My Christmas day tradition involves avoiding what my mum watches (Queen’s Speech, Call The Midwife and Downton Abbey) by reading a book. Typically, I sit down and read a comedian’s autobiography (see last week’s blog) but, not having read any fiction in a while, I decided to get my imagination on and read Brooklyn.

I’d been looking forward to reading Brooklyn off the back of Mark Kermode’s movie review.  In his appraisal he praised the film’s subtlety, commenting on how it managed to move the viewer without resorting to an X Factor score. Having missed the film at the picture house, I put the novel on the top of my Christmas wish list. Needless to say I’ve been a good boy this year and the man in the red fulfilled his end of the bargain by delivering me some prize-winning literature.




The story centres on Eilis Lacey, a young woman unable to find work in 1950s Ireland. She lives at home with her mother and sister, Rose. Brooklyn begins with Eilis admiring Rose from her bedroom window, musing on her sister’s sense of style and independence. Eilis as observer is a motif that runs throughout the novel: unable to shape her own destiny, she is passivity personified. The fact we don’t get frustrated with this wallflower owes much to Toibin’s characterisation.

Eilis is over-submissive to her fate, but her Ireland, we must remember, was a long way off from the Tiger’s roar; the economy was parochial, work was scarce. Therefore, Eilis’ acceptance to give up the home she loves for New York isn’t a show of weakness but a pragmatic solution to prospective unemployment. Moreover, Eilis as 1950’s woman was yet to enjoy the trappings of free love and feminist revolt; consequently, her inability to determine the course of her heart is more society’s failure than hers.


Eilis's small town home of Enniscorthy, Ireland.
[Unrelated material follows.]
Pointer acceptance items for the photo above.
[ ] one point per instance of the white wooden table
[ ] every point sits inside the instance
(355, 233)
What is most beautifully etched in the book is the immigrant experience. In today’s media migrant workers are often cast as villains, threats to the human race in a dystopian movie titled, ‘Invasion of the Job Snatchers.’ Perhaps a truer representation is Toibin’s description of people longing for home. For many of us, homesickness is a temporary state: the holidays will come and we’ll be re-united again. But for victims of poverty and war, returning mightn’t be an option; home may never be reclaimed. The realisation that home is now a foreign concept is poignantly captured by Eilis in Brookyln:

She was nobody here. It was not just that she had no friends and family; it was rather that she was a ghost in this room, in the streets on the way to work, on the shop floor. Nothing meant anything. The rooms in the house on Friary Street belonged to her, she thought; when she moved in them she was really there. In the town, if she walked to the shop or to the Vocational School, the air, the light, the ground, it was all solid and part of her, even if she met no one familiar. Nothing here was part of her. It was false, empty she thought.

Unanchored and adrift, she is a boat against the current, borne back ceaselessly into her past.


Eilis experiences the big city in Brooklyn, New York.


I should hasten to add that the book isn’t an unremitting howl for home. It has wonderful moments of humour too. You’ll struggle not to laugh at shopkeeper Miss Kelly’s less than egalitarian approach to serving customers; more at Eilis’ mother hypocrisy at welcoming visitors into her home then assassinating their characters on them leaving. Further with Eilis meeting two men – one in Brooklyn, one in Ireland – we learn that love is not always all-conquering, that separation can defeat it.


Ultimately, this is a wise, poignant book that makes you appreciate how some people, through character or circumstance, don’t have control over their lives. For those of us who do, we should be thankful and support those who don't.